Pakistan must quash the belief that murder is just so long as it is committed in the name of religion

Last year, 23-year-old Mashal Khan was lynched at Mardan’s Abdul Wali Khan University in Khyber-Pakhtunkhwa province over rumors that he had committed blasphemy. The verdict on the killing has come from the Haripur Anti-Terrorism Court: one person gets death, five life imprisonments, 25 get three years in jail, and 26 have been acquitted. When the acquitted came out of jail they were greeted and lionized by the clerics of two major religious parties, the Jamaat-e-Islami and the Jamiat Ulema-e-Islam. The killers addressed a public meeting and vowed to kill again, if necessary, to prevent blasphemy.

Mashal Khan was clubbed to death by a mob after instigation from known elements not questioned by the court. The entire shameful scene was filmed on cellphones and it can be said that the acquitted 26 persons fully participated in the heinous crime. The court has already ruled on the basis of expert advice that Mashal Khan did not commit any blasphemy. He only had radical ideas for which Pakistan has no punishment on the statute book.

The clerical refusal to accept blasphemy-related court verdicts has solidified and boasts a large hinterland of supportive madrasas. In 2011, then-Punjab Governor Salmaan Taseer was killed by a “pious” police guard for what he thought was blasphemy. When the killer was hanged by a judge too scared to stay in Pakistan after the verdict, clerics from all over the country protested and the killer was raised to the status of a saint complete with a much-visited mausoleum near Islamabad. On the other hand, far from giving him a mausoleum, mobs in Lahore will not let you even mourn Taseer.

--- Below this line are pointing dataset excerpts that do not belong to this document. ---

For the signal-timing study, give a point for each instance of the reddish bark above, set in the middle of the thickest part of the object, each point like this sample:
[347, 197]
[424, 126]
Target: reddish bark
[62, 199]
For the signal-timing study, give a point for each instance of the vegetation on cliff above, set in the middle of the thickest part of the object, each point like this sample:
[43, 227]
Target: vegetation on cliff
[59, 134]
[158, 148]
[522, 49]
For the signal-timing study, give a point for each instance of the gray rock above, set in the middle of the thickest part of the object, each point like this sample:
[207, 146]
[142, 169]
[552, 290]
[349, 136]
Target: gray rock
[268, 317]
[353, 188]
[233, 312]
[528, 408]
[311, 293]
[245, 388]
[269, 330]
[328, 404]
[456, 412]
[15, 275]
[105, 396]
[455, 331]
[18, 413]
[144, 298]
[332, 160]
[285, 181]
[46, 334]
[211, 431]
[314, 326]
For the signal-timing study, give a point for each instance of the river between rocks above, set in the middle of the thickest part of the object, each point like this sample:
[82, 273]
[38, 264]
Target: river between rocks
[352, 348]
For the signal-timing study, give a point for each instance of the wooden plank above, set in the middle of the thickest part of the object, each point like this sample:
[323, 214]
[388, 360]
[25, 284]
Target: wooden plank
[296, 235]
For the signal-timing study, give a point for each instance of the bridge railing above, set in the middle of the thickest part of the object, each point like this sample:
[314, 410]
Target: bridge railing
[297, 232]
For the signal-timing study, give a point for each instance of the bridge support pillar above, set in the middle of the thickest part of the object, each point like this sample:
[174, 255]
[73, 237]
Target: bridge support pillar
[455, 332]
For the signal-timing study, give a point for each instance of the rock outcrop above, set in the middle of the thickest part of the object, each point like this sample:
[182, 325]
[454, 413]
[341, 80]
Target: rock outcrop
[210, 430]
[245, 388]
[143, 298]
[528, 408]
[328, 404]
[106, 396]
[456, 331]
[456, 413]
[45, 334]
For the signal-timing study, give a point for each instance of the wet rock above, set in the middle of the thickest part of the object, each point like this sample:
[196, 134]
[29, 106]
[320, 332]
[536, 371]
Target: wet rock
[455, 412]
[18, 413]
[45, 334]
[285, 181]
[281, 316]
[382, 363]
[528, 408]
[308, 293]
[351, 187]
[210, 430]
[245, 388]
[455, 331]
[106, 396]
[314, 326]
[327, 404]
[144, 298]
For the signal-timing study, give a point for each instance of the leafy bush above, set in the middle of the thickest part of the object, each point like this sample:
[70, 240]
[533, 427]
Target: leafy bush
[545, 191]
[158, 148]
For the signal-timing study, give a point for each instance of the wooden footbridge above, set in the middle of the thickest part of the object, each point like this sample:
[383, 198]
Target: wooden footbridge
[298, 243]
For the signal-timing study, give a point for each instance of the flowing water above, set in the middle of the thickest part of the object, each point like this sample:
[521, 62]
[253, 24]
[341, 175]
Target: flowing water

The government, itself haunted by accusations of blasphemy from clerics often bribed by opponents, is at a loss to handle the situation after the Mashal Khan verdict. One killer belonging to the Pakistan Tehreek-e-Insaf, which is in power in Khyber-Pakhtunkhwa, is still at large; but the real question today is what to do with the 25 acquitted killers getting ready to repeat the crime for clerical approval. The government has claimed it will challenge the acquittals during appeals—but how can they hope to combat the mindset that there is nothing wrong with murder so long as it has been committed in the name of religion?